O Hospital Dr. Arnaldo Pezzuti (antigo “Leprosário Santo Ângelo”), localizado no distrito de Jundiapeba, em Mogi das Cruzes, desempenhou um papel fundamental durante a epidemia de hanseníase que o Brasil enfrentou há quase 100 anos.
O local demorou 10 anos para ser construído e foi fundado em 1928, projetado por Ramos Azevedo, referência na arquitetura de São Paulo naquele período. Na época, acreditava-se que a doença era extremamente contagiosa, o que fazia com que as internações fossem compulsórias. O terreno possuía uma logística interessante, já que estava próximo à estação ferroviária de Jundiapeba, que beneficiaria na hora de trazer os pacientes da capital.

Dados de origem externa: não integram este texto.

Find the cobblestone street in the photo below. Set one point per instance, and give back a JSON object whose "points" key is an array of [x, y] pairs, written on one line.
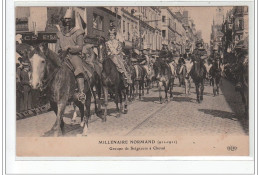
{"points": [[222, 114]]}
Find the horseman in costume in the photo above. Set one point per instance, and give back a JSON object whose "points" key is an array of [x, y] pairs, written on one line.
{"points": [[199, 54], [70, 40], [114, 51], [167, 57], [242, 64]]}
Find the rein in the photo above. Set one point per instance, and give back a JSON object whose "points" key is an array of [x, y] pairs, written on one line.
{"points": [[49, 78]]}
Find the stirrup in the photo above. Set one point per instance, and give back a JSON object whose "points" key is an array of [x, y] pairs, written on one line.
{"points": [[82, 97]]}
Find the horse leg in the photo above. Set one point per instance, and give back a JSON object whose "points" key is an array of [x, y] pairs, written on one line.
{"points": [[189, 87], [126, 100], [140, 90], [105, 90], [159, 89], [197, 92], [87, 117], [186, 86], [99, 100], [59, 124], [171, 87], [142, 83], [201, 90], [81, 110], [73, 120], [120, 101], [116, 101], [148, 85], [54, 106], [217, 84]]}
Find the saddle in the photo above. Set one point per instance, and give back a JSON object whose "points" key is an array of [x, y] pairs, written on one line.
{"points": [[88, 69]]}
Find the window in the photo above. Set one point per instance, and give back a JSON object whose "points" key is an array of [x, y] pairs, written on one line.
{"points": [[111, 23], [163, 18], [128, 31], [123, 26], [240, 24], [97, 22], [163, 33]]}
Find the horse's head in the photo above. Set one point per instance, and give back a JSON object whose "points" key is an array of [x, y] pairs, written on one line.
{"points": [[157, 69], [101, 49], [38, 60]]}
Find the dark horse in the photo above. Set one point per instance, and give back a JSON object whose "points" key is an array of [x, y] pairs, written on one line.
{"points": [[51, 73], [139, 80], [164, 77], [198, 74], [215, 74], [112, 80]]}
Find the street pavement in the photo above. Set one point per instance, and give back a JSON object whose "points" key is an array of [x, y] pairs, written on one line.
{"points": [[223, 114]]}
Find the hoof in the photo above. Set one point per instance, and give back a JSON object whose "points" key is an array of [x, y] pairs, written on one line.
{"points": [[73, 122], [82, 124], [118, 115], [104, 119]]}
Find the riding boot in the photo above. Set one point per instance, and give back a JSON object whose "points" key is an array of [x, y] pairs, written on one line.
{"points": [[81, 95], [125, 80]]}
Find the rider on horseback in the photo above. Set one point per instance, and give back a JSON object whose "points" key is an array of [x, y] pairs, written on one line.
{"points": [[114, 51], [70, 40], [199, 54], [242, 62]]}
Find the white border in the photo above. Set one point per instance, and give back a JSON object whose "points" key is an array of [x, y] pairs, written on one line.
{"points": [[183, 165]]}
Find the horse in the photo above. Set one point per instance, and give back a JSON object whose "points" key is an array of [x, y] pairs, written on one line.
{"points": [[164, 77], [243, 79], [215, 74], [198, 74], [54, 74], [185, 73], [139, 75], [112, 80], [149, 73]]}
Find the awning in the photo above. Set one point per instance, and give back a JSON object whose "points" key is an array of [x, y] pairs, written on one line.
{"points": [[128, 45]]}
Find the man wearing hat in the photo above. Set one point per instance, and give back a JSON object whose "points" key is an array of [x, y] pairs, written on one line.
{"points": [[114, 51], [70, 39], [241, 66], [199, 53], [24, 78]]}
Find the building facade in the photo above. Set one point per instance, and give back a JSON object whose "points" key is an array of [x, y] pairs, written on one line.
{"points": [[235, 29]]}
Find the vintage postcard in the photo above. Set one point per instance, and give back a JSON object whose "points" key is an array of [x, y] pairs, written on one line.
{"points": [[132, 81]]}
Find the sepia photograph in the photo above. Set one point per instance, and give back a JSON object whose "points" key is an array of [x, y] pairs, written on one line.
{"points": [[132, 81]]}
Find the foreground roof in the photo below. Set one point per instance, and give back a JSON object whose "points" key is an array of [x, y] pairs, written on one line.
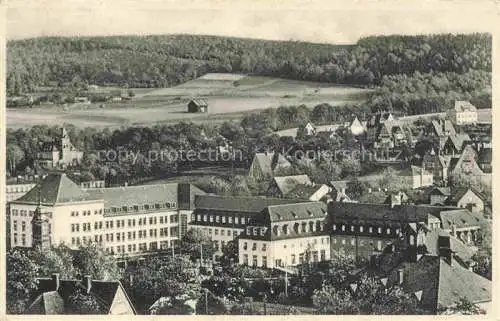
{"points": [[56, 188]]}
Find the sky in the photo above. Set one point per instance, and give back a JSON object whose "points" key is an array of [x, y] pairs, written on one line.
{"points": [[306, 20]]}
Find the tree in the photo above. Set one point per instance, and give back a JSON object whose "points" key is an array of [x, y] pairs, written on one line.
{"points": [[14, 156], [464, 307], [214, 305], [355, 188], [367, 295], [21, 275], [174, 278]]}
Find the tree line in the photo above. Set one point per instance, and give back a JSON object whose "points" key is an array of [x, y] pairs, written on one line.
{"points": [[161, 61]]}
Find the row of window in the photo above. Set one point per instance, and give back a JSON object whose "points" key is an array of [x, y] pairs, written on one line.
{"points": [[361, 229], [222, 219], [16, 240], [304, 227], [23, 213], [86, 227], [146, 207], [314, 257], [23, 225], [352, 242]]}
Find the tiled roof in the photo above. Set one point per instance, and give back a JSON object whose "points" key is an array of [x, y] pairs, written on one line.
{"points": [[56, 188], [439, 284], [443, 127], [445, 191], [287, 183], [462, 105], [460, 250], [339, 185], [459, 218], [200, 102], [485, 156], [298, 211], [51, 301], [142, 194], [383, 212], [236, 204]]}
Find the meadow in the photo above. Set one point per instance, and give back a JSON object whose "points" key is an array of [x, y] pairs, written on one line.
{"points": [[229, 96]]}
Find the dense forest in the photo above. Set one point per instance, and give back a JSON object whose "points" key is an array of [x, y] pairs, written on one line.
{"points": [[160, 61]]}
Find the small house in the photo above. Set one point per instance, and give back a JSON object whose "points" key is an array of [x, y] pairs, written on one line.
{"points": [[198, 106]]}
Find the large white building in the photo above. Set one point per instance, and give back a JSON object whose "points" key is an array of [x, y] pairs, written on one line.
{"points": [[463, 113], [286, 235], [125, 220]]}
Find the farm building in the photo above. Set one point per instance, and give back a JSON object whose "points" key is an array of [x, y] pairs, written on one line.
{"points": [[198, 106]]}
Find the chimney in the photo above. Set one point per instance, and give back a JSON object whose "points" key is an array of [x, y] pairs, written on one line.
{"points": [[55, 281], [400, 276], [444, 246], [87, 282]]}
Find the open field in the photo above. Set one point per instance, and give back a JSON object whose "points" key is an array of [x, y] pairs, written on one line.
{"points": [[169, 105]]}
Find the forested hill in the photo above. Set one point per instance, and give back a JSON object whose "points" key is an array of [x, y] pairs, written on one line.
{"points": [[160, 61]]}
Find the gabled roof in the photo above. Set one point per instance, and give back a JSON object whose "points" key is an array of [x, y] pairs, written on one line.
{"points": [[460, 250], [462, 105], [288, 183], [444, 191], [458, 193], [459, 218], [485, 156], [443, 127], [339, 185], [56, 188], [382, 212], [297, 211], [199, 102], [51, 301]]}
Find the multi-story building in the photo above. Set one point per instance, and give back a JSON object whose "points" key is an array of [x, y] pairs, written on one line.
{"points": [[285, 235], [361, 229], [463, 113], [15, 191], [125, 220], [225, 218]]}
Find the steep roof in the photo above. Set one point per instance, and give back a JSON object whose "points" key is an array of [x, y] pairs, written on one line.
{"points": [[438, 284], [460, 250], [287, 183], [236, 204], [147, 194], [383, 212], [443, 127], [460, 192], [56, 188], [50, 300], [462, 105], [485, 156], [459, 218]]}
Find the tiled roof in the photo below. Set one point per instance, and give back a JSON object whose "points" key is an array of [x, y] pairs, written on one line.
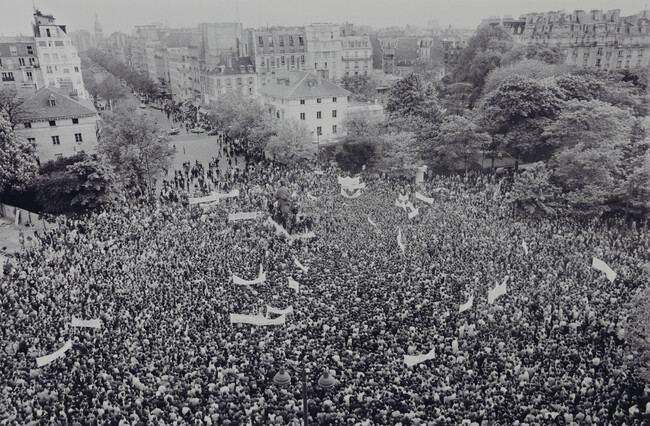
{"points": [[38, 109], [305, 85]]}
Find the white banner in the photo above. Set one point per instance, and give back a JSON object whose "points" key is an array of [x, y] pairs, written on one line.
{"points": [[256, 319], [599, 265], [355, 195], [411, 360], [423, 198], [44, 360], [467, 305], [243, 216], [77, 322], [260, 279], [499, 290], [272, 310], [298, 264]]}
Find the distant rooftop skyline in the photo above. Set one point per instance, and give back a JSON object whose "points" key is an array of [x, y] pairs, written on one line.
{"points": [[124, 15]]}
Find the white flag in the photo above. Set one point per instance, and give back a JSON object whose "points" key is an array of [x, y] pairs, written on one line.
{"points": [[411, 360], [298, 264], [77, 322], [423, 198], [599, 265], [272, 310], [467, 305], [44, 360], [399, 240]]}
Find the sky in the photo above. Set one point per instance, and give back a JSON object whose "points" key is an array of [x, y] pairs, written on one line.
{"points": [[123, 15]]}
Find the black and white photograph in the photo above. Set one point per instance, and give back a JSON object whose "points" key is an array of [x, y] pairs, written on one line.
{"points": [[345, 213]]}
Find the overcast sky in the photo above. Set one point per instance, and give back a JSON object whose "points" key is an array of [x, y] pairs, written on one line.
{"points": [[123, 15]]}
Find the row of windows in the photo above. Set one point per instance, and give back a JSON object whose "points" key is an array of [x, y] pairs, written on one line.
{"points": [[319, 114]]}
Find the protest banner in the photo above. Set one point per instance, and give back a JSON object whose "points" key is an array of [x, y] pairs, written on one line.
{"points": [[77, 322], [599, 265], [44, 360]]}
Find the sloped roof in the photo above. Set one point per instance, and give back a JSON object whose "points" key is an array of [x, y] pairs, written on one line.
{"points": [[37, 106], [306, 85]]}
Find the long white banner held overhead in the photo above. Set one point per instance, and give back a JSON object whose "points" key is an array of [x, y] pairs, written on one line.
{"points": [[298, 264], [399, 240], [260, 279], [499, 290], [423, 198], [467, 305], [77, 322], [44, 360], [357, 194], [411, 360], [599, 265], [272, 310], [243, 216], [256, 319]]}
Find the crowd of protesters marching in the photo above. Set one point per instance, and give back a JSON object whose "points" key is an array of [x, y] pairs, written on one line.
{"points": [[552, 350]]}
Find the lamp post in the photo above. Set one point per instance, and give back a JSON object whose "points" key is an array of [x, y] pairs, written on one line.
{"points": [[326, 381]]}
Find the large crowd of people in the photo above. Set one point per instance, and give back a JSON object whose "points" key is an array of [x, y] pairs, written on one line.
{"points": [[552, 350]]}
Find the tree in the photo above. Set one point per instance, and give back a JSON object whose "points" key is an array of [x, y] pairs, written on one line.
{"points": [[136, 146], [411, 97], [459, 141], [291, 143], [533, 191], [12, 106], [18, 165]]}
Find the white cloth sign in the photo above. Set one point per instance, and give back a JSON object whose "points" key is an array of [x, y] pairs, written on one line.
{"points": [[300, 265], [599, 265], [499, 290], [256, 319], [272, 310], [94, 323], [357, 194], [44, 360], [467, 305], [399, 240], [260, 279], [294, 285], [242, 216], [411, 360], [423, 198]]}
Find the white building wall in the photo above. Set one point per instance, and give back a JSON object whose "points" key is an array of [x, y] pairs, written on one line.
{"points": [[42, 133]]}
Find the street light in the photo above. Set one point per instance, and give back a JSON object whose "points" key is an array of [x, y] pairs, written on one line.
{"points": [[326, 381]]}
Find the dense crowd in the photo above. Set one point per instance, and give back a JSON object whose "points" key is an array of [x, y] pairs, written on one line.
{"points": [[551, 351]]}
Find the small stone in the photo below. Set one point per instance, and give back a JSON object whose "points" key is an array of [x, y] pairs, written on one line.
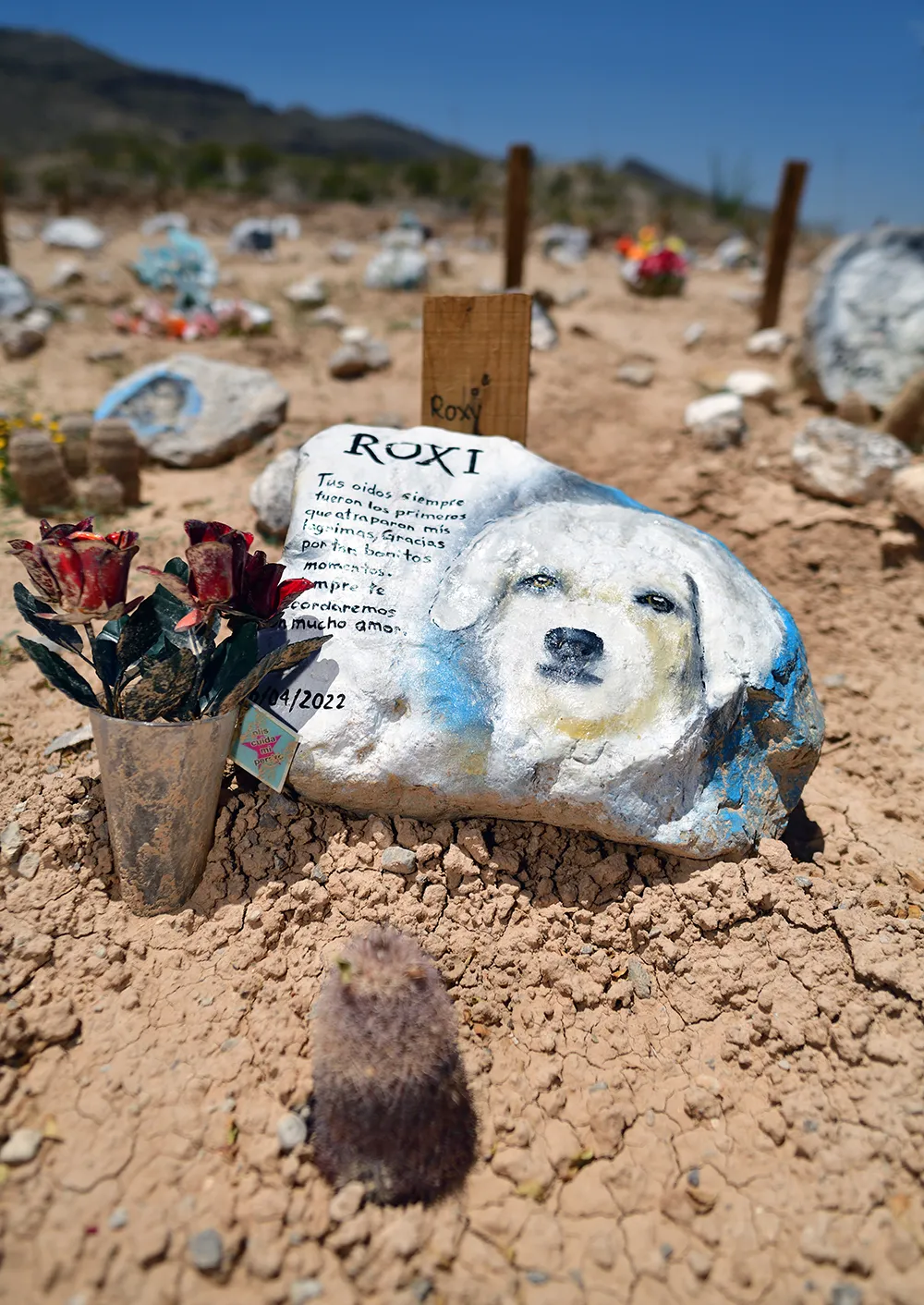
{"points": [[205, 1250], [772, 342], [28, 865], [11, 843], [306, 1289], [21, 1146], [907, 494], [347, 363], [638, 978], [756, 386], [399, 860], [717, 419], [347, 1202], [847, 463], [845, 1293], [72, 738], [636, 373], [272, 494], [291, 1131], [309, 292]]}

Dos anos 1930 a 1950, ainda não haviam medicamentos e tratamentos para estabilizar a doença, o que dificultava ainda mais a vida dos pacientes, que viam pouco os familiares ou até mesmo perdiam o contato, como foi o caso do seu Otacílio, de 71 anos, morador do hospital até hoje, e que foi internado um mês após o seu casamento. “Vim pra cá com 19 anos, e nunca mais vi minha esposa”, comentou.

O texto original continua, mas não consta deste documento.